A pouca informação e a falta de educação política, trazidas teimosamente pela arreata até Toulões, aliadas ao facto de poucos saberem ler e escrever, levava a que o boletim de voto fosse, sobretudo para os que mais anos amargaram, um verdadeiro quebra-cabeças. Distinguir, no papel, o partido no qual votar, seguindo a indicação orientada pela opinião de um vizinho ou familiar, só pelo distintivo: punho fechado, foice e martelo, setas para o céu, etc., uma vez que a letras das siglas não passavam de hieróglifos tão complexos de decifrar como os escritos deixados pela “diabólca”, gatafunhados no gorrão de sentinela à água da Fonte da Serra. E segurar firmemente uma caneta para cruzar dois riscos dentro do quadradinho escolhido, era bem mais difícil que pegar numa sachola para abrir uma regadeira num leirão de milho.
Nas eleições seguintes, em 1976, o povo foi chamado pela segunda vez a expressar-se livremente através do voto, para escolha dos mais altos signatários da Nação. Este ano de maturação em democracia trouxe mudanças significativas ao quotidiano de Toulões.
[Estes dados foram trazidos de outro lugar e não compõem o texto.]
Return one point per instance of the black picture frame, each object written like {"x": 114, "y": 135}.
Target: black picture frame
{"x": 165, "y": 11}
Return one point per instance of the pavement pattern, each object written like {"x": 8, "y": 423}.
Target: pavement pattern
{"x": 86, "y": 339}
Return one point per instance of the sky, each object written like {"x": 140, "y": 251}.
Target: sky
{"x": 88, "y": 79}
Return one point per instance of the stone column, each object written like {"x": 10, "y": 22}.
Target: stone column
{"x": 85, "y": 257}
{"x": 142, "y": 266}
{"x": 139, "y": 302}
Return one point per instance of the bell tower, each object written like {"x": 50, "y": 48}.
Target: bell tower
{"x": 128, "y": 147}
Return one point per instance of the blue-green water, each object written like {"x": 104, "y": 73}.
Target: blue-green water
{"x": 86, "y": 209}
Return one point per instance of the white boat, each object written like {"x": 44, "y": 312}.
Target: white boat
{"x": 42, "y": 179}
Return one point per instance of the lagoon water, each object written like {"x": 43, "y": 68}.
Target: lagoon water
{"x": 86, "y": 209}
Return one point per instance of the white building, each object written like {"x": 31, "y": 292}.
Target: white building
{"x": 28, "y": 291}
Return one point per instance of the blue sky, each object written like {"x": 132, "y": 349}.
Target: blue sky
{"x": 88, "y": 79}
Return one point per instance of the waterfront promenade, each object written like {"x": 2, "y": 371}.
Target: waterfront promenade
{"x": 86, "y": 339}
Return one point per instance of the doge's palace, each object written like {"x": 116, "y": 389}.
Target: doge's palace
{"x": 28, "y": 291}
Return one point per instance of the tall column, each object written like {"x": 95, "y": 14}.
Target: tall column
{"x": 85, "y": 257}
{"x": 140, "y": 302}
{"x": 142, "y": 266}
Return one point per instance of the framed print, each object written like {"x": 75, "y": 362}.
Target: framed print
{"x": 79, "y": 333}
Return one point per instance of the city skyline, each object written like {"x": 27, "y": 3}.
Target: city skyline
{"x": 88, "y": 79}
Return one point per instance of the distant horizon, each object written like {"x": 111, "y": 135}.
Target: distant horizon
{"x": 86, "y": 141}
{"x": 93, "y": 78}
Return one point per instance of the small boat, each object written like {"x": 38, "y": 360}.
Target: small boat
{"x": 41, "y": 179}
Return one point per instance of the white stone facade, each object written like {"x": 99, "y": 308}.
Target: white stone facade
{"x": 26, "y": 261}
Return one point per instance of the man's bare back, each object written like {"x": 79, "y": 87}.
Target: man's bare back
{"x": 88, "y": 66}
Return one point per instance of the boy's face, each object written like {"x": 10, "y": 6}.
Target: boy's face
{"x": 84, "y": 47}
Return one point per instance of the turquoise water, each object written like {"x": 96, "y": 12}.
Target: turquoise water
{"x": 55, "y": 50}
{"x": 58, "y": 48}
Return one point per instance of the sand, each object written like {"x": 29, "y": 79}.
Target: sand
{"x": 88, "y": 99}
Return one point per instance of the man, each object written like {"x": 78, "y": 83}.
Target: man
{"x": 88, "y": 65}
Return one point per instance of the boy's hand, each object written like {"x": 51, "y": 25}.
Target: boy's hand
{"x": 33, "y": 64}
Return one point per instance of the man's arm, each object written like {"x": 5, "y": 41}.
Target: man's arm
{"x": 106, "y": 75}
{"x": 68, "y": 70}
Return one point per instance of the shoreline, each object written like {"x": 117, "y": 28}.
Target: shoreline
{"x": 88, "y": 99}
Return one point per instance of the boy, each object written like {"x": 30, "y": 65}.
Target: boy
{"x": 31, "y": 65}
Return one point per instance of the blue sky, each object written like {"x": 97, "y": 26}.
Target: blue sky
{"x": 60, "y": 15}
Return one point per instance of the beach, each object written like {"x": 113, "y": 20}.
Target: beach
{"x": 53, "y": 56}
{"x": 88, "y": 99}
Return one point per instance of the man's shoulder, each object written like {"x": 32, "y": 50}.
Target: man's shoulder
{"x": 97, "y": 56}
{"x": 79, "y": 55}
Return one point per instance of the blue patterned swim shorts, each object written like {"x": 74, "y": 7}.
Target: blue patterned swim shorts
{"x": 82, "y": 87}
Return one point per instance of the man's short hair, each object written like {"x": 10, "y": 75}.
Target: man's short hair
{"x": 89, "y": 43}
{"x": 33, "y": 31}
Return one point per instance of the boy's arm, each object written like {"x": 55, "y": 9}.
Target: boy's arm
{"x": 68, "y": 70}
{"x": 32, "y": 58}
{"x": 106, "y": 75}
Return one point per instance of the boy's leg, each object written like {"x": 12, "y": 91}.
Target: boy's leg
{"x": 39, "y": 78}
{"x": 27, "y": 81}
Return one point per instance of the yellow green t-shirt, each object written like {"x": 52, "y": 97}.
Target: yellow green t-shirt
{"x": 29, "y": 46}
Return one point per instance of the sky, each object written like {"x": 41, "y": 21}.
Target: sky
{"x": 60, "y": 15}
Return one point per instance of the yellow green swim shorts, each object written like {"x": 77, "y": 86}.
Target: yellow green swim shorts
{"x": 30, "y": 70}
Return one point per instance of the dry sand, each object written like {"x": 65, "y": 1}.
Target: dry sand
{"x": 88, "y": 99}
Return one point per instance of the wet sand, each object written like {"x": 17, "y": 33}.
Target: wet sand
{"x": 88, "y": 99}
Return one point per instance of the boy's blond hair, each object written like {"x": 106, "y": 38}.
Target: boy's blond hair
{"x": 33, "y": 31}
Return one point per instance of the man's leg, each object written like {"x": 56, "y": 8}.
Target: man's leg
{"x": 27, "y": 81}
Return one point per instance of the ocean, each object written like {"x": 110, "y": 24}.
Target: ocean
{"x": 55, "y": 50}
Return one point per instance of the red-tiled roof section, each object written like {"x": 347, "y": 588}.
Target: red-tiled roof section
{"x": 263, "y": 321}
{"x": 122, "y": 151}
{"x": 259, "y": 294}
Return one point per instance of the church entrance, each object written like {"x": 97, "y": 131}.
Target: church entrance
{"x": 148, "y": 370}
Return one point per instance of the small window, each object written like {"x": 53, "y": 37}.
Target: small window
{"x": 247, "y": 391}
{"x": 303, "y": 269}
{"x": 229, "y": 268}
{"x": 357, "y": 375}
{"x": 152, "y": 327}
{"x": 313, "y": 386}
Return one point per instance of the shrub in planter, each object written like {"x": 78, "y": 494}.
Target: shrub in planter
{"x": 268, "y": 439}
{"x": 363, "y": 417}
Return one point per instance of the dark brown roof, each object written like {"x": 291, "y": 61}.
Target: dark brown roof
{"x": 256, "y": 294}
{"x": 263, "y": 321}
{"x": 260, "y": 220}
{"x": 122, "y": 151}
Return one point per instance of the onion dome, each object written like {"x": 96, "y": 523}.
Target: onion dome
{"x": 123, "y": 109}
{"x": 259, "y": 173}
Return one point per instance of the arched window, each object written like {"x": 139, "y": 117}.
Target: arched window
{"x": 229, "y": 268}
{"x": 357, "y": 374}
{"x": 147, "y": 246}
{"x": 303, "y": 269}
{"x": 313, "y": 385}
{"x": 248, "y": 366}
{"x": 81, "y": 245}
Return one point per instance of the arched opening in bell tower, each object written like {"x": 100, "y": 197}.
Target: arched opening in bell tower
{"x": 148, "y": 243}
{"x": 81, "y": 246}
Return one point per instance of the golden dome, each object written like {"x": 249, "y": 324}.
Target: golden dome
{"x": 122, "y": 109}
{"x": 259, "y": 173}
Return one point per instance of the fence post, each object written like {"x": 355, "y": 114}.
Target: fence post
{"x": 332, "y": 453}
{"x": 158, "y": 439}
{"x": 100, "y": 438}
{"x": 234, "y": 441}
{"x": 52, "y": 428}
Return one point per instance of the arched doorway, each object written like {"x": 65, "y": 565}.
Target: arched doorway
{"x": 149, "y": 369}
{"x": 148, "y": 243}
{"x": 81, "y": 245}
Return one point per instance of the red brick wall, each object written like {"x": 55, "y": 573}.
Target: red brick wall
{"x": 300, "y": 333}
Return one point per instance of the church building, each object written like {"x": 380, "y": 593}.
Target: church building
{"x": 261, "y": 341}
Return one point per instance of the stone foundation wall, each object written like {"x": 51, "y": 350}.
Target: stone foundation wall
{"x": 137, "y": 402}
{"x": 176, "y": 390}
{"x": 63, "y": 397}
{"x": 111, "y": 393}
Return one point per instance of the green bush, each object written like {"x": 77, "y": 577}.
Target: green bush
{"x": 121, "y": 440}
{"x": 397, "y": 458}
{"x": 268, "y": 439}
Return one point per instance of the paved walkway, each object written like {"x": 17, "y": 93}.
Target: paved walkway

A reforma agrária ramificara até ao concelho de Idanha. Impulsionada pelo ideal revolucionário de “a terra a quem a trabalha”, surgida no Alentejo a pretexto de dar cultivo a terras onde só medravam silvas e carapetos, culminou, sob o mesmo pretexto, na ocupação de algumas propriedades do concelho. A Granja do “Marroques”, 1600 ha de terra a perder de vista, ao dar origem à Cooperativa da Granja de S. Pedro, saciando apetites oportunistas, foi uma delas. Pertencente geograficamente ao termo de Alcafozes, era, no entanto, de gente de Toulões a grande força do trabalho que fazia bulir a Granja.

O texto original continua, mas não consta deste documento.